Dengan dibimbing oleh muridnya, Siang-tok Mo-li meninggalkan pulau itu dan mereka lalu menggunakan perahu untuk mendarat. Tentu saja kakek itu sudah tidak nampak lagi dan sebelum meninggalkan Telaga Kwi-ouw, Bu Leng Ci singgah di pulau besar dan menyuruh murid-murid kepala Kwi-eng-pang untuk mengurus mayat-mayat tujuh orang pelayannya yang semua tewas dengan kepala terkupas bersih, juga minta agar mereka menyampaikan kepada Ketua Kwi-eng-pang kalau Kwi-eng Niocu pulang bahwa tawanan itu telah dirampas dan dibawa pergi oleh Toat-beng Hoat-su.

Mereka berjalan menuruni bukit itu berdampingan. Kelihatan seperti dua orang sahabat baik, atau lebih pantas lagi seorang kakek dengan cucunya yang bergegas pulang ke kampungnya, kalau saja orang tidak melihat kedua tangan pemuda gundul itu terbelenggu!

Melakukan perjalanan berhari-hari di samping Toat-beng Hoat-su amat melelahkan tubuh dan hati Kun Liong. Dia tidak kekurangan makan karena setiap kakek itu berhenti makan atau minum, dia selalu mendapat bagiannya. Akan tetapi kakek itu berwatak aneh bukan main, kadang-kadang sampai sehari penuh tidak pernah mengeluarkan sepatah pun kata dan dia sama sekali tidak dipedulikan. Hal ini amat mengesalkan hatinya.

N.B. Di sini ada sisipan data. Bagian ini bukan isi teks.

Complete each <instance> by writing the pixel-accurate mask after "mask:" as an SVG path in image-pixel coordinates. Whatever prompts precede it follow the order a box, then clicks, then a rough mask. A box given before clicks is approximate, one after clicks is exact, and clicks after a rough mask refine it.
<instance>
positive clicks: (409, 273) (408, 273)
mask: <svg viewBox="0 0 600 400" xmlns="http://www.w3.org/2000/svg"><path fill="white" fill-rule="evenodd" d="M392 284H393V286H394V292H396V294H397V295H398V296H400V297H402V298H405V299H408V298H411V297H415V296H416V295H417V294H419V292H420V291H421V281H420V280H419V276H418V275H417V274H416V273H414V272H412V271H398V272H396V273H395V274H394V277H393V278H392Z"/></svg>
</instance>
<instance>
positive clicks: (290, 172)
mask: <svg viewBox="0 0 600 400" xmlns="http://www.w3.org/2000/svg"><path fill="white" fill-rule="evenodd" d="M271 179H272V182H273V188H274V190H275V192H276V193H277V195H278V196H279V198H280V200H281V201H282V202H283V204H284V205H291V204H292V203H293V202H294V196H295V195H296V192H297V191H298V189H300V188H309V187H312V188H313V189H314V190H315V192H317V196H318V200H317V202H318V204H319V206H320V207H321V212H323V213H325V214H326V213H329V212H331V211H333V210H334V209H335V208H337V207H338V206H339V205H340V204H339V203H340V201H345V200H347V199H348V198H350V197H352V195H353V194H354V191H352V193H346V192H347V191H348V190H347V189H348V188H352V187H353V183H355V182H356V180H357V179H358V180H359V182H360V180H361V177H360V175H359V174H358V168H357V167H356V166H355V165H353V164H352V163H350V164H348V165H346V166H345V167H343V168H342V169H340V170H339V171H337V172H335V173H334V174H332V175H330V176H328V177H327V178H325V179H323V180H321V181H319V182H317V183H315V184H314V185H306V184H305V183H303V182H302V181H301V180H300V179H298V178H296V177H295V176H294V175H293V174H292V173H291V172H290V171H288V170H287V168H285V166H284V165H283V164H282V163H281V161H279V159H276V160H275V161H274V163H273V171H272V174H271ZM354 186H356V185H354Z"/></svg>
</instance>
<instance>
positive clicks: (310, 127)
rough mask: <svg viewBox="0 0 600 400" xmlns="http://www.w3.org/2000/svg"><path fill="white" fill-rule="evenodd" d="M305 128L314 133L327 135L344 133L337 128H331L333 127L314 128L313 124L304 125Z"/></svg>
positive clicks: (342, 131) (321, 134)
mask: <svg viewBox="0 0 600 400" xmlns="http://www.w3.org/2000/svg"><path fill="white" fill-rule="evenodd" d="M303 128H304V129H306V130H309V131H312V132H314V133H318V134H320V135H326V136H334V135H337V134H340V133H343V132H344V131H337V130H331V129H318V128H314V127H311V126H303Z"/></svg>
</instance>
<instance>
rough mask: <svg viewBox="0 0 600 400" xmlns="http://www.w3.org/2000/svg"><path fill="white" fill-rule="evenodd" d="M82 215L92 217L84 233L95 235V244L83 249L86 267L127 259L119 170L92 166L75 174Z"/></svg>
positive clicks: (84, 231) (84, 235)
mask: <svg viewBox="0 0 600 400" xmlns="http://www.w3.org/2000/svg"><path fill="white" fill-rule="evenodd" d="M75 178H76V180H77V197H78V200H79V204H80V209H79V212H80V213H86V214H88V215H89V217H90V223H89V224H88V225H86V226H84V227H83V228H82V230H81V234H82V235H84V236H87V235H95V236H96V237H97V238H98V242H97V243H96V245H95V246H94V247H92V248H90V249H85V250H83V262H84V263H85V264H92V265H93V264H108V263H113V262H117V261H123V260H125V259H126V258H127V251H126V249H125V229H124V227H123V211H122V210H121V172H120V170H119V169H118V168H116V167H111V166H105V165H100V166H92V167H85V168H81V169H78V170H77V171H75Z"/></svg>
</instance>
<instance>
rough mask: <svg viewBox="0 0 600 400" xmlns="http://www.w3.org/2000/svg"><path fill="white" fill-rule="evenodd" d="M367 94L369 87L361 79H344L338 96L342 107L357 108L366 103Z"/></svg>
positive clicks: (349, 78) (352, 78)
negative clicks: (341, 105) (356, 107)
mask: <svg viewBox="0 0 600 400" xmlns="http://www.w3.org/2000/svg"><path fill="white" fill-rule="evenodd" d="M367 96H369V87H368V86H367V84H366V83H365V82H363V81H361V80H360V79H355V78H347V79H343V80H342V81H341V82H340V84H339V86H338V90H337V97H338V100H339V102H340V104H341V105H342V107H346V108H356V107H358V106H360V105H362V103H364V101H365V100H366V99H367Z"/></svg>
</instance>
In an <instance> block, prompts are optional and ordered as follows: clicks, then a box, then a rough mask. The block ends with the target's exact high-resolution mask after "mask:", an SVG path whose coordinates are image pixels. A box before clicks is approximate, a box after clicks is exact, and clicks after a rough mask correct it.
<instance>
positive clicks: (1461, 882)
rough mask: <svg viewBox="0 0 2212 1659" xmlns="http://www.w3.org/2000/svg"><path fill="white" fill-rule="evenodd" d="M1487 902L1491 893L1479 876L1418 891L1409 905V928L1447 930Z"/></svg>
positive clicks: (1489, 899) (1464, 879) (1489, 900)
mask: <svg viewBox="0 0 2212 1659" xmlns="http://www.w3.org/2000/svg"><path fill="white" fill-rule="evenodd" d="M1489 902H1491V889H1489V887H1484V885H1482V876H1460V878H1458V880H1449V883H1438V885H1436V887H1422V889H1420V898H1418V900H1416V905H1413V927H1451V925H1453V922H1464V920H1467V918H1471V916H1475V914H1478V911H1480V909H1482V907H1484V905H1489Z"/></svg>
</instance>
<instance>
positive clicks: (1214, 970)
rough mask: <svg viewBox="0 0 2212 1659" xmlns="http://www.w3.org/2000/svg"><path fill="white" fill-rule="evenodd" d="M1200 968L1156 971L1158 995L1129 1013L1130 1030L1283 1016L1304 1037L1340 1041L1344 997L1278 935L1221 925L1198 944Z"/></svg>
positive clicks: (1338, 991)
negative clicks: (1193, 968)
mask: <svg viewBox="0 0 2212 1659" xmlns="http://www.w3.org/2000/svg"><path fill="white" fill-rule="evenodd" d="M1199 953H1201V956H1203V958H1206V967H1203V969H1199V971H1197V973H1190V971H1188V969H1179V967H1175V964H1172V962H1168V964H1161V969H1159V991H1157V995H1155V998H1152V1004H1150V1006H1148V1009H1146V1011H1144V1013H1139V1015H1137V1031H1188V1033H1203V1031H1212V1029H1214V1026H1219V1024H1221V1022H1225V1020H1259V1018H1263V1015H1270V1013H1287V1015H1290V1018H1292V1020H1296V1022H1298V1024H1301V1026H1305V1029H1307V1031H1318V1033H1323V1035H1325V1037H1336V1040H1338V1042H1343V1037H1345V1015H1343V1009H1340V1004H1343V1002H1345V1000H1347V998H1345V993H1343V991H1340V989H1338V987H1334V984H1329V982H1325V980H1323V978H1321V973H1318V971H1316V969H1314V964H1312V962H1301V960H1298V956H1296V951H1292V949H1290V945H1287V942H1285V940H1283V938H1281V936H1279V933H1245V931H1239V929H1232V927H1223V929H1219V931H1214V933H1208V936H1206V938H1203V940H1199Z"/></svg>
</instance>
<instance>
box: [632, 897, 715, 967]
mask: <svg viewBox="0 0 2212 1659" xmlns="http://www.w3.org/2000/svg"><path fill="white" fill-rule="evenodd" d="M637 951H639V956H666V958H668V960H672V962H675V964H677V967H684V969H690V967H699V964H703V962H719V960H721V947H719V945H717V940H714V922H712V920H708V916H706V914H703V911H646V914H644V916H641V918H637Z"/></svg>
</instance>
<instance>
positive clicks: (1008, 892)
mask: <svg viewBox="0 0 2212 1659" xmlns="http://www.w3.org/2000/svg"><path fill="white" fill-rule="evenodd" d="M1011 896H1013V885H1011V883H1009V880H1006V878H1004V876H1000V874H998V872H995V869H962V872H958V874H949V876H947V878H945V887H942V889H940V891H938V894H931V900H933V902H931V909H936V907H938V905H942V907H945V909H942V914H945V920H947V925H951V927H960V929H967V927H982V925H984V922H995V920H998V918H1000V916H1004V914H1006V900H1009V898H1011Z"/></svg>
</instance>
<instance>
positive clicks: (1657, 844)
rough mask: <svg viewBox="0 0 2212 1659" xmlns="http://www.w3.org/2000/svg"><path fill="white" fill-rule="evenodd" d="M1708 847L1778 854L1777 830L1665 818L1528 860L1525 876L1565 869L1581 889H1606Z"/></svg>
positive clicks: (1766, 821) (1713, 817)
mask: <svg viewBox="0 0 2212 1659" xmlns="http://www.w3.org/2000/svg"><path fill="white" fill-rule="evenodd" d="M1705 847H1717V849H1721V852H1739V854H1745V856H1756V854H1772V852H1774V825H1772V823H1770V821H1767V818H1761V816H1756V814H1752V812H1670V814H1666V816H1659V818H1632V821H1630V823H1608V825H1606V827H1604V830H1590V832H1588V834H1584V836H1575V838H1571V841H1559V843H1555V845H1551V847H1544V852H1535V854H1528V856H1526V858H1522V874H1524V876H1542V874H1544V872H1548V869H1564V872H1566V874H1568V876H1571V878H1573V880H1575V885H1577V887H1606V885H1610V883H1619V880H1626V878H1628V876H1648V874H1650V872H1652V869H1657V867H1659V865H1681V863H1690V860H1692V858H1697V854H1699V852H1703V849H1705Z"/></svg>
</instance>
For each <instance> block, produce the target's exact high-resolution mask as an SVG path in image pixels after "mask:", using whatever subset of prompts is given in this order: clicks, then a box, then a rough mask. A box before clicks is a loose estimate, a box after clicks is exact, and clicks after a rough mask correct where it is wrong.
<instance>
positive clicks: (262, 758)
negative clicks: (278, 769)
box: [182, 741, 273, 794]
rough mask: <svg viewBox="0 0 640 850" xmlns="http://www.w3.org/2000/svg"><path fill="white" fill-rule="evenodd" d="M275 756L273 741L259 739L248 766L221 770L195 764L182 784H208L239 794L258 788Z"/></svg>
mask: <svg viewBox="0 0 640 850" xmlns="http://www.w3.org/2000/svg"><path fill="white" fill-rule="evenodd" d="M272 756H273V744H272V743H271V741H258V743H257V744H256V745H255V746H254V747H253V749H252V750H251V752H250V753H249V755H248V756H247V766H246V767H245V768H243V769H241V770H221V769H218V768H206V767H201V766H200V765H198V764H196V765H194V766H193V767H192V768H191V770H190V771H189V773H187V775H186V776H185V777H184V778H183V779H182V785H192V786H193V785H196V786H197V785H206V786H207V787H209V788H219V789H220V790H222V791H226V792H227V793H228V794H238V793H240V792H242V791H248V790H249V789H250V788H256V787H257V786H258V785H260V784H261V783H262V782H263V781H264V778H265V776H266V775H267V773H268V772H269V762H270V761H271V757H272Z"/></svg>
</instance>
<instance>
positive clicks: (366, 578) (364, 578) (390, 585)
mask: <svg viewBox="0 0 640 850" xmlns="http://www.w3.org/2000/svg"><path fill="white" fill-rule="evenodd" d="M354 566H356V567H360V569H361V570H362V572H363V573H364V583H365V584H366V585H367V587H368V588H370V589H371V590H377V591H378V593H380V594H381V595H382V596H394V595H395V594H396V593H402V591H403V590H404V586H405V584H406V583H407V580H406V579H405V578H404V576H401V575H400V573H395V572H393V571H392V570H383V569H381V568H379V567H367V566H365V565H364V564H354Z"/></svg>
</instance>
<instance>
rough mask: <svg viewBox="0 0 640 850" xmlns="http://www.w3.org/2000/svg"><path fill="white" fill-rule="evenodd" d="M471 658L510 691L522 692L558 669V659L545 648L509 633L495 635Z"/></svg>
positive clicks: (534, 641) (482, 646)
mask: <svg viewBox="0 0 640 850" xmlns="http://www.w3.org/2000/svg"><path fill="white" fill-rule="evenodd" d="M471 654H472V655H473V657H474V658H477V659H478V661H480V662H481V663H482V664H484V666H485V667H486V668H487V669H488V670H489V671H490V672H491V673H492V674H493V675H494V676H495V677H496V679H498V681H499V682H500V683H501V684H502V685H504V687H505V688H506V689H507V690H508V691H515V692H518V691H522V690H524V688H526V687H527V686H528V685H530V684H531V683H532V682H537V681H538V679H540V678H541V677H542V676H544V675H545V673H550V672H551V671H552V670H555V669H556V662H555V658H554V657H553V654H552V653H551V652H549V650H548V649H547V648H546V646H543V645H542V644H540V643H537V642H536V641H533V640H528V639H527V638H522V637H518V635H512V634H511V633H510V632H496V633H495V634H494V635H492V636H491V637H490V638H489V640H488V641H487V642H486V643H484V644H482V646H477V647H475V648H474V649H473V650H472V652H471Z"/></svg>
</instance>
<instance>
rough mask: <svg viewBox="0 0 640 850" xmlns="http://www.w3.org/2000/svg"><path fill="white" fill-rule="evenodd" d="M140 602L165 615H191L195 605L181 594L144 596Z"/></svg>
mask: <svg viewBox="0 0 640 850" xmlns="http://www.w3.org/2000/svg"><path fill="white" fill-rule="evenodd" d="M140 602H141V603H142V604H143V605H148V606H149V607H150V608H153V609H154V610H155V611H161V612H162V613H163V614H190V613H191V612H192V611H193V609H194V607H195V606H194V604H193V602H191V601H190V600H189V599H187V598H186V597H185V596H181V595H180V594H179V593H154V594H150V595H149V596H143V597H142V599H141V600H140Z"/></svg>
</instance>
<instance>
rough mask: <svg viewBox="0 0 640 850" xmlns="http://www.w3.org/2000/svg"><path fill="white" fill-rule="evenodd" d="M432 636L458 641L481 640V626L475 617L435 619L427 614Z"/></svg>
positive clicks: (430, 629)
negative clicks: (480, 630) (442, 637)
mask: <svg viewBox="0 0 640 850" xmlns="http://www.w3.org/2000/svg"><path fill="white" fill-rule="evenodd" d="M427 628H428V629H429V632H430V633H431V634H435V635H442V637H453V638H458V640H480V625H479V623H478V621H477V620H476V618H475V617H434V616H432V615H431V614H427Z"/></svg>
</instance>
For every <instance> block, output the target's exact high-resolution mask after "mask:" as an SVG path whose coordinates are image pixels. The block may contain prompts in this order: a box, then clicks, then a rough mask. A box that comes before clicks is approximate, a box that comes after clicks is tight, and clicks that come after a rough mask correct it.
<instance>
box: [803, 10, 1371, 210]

Dia tahu bahwa kalau kakek ini kumat gilanya, kemungkinan besar dia akan dibunuh begitu saja tanpa sebab! Bukan sekali-kali karena dia merasa takut akan hal ini, hanya dia tahu bahwa masih banyak hal yang harus dia lakukan dalam hidupnya sebelum mati konyol begitu saja. Ayah bundanya belum diketahuinya berada di mana. Tugas yang diberikan oleh mendiang gurunya, Tiang Pek Ho-siang, untuk mendapatkan kembali dua buah kitab Siauw-lim-pai yang hilang belum dia penuhi. Karena itu, dia harus berpikir seratus kali sebelum memancing bahaya kematian di tangan kakek aneh, datuk nomor satu kaum sesat itu!